# French profile chef knife



## grekko (Mar 2, 2017)

Hey all, looking into adding the French profile chef knife to my roll. I've been playing with them recently and just has a better feel for me but I'm not too familiar with many kinds or brands. Can anyone help me out? I know about the K Sabathier knives but a lot of people tell me no. Is it worth it? What should I get


----------



## foody518 (Aug 6, 2015)

Hi grekko welcome to Cheftalk

Do you have a budget?

Blade length?

Stainless or non-stainless?

Do you have a way to deal with the full bolster fingerguards of K-Sabs?


----------



## grekko (Mar 2, 2017)

Hey Foody,

Thanks for the reply. When it comes to a good knife of course one must be prepared to spend a few bucks. That being said I'm also not looking for very luxurious blades so around 250 USD is my budget (taxes, shipping, etc.
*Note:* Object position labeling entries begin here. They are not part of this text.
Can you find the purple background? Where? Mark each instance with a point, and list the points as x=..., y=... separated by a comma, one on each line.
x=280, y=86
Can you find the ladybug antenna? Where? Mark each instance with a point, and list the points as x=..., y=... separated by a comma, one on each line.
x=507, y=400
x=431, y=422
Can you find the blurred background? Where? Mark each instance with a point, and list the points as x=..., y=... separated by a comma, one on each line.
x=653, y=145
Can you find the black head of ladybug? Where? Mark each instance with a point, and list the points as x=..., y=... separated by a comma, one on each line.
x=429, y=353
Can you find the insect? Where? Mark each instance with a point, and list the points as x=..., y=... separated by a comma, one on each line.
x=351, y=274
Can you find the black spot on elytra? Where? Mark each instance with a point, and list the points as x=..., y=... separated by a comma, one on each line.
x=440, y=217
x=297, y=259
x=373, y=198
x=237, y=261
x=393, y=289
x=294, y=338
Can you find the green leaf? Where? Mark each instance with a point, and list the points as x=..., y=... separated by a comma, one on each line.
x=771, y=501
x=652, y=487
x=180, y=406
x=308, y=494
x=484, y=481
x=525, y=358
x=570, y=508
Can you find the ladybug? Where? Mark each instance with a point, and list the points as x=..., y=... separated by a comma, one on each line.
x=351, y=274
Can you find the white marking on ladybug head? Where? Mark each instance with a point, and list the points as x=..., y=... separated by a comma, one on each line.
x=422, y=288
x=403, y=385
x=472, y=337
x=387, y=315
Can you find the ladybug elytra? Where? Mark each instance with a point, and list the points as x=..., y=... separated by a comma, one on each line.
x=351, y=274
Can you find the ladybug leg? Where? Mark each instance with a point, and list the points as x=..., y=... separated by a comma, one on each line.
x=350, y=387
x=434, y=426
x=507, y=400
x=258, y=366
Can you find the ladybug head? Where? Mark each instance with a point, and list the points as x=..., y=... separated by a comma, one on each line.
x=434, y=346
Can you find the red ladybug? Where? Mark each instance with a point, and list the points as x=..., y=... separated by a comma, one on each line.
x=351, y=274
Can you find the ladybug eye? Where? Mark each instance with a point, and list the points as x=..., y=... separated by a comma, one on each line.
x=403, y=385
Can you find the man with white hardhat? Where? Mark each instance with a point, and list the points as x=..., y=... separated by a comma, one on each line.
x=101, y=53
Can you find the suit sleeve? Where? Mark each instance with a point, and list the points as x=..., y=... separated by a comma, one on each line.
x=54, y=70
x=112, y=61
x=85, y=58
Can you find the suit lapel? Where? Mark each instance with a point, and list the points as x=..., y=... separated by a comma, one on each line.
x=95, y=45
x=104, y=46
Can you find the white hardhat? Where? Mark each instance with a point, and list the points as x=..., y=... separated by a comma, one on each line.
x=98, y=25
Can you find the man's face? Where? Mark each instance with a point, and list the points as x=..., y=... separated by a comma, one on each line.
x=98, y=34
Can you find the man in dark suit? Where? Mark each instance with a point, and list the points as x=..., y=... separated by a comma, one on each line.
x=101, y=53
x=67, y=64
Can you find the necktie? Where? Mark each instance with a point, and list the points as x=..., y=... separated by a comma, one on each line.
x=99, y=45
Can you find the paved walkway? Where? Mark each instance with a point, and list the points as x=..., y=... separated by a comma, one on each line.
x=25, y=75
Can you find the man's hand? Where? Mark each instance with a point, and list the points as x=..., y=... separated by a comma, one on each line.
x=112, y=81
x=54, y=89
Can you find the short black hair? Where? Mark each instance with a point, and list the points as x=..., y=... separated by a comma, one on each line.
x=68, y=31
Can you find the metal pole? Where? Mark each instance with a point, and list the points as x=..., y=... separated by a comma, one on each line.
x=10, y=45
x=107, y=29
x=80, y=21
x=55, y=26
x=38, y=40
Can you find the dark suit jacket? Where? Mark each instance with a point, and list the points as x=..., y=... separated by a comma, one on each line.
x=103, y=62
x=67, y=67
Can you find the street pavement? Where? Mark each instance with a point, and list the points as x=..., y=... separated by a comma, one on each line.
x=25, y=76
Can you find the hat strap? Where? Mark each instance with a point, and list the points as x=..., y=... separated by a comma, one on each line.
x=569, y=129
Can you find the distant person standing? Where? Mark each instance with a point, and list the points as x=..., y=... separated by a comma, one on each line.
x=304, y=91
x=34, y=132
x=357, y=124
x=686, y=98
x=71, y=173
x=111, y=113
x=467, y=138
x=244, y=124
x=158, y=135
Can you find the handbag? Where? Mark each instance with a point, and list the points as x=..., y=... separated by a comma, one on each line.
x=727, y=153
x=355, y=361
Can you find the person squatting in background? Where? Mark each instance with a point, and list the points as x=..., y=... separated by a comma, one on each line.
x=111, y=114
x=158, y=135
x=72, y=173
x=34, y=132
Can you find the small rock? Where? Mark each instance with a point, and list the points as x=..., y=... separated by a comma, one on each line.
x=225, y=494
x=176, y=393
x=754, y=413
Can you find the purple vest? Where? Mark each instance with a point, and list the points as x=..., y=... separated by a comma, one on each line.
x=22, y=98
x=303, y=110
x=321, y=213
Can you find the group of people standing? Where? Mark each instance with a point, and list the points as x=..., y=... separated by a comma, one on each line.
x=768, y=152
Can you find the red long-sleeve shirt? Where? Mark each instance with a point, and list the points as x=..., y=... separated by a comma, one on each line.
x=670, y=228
Included).

My ideal blade length would be in the 9"-10" range.

I was leaning to more carbon steel blade but I'm not decided as of yet if you have suggestion for different types of steel I'd love to hear.

What do you mean by do I have a way to deal with the full bolster?


----------



## foody518 (Aug 6, 2015)

http://www.sabatier-shop.com/kitche...intage_cooking-knife-10-in__carbcui25pol.html As you sharpen, the full bolster fingerguard will need to be ground down so that you can reach the edge all along the length of the blade. Failing to do this and just sharpening in front of the fingerguard will result in a 'hole' in your blade profile where it fails to make contact with the board

K-Sab makes this '200 series' that does not have the fingerguard and thus avoids this problem. http://www.sabatier-shop.com/2460-200---8-generations-cooking-knife-10-in---200-range.html

Stainless steel, though don't know much about its performance. Its price competes in the same range as some western handled Japanese knives (stainless and carbon) that have a more French blade profile

How will you be sharpening your purchase?


----------



## grekko (Mar 2, 2017)

Wow. I never thought of that. Is there any way to deal with that from home? Couldn't I always just go get it sharpened and have them grind out a part of the bolster?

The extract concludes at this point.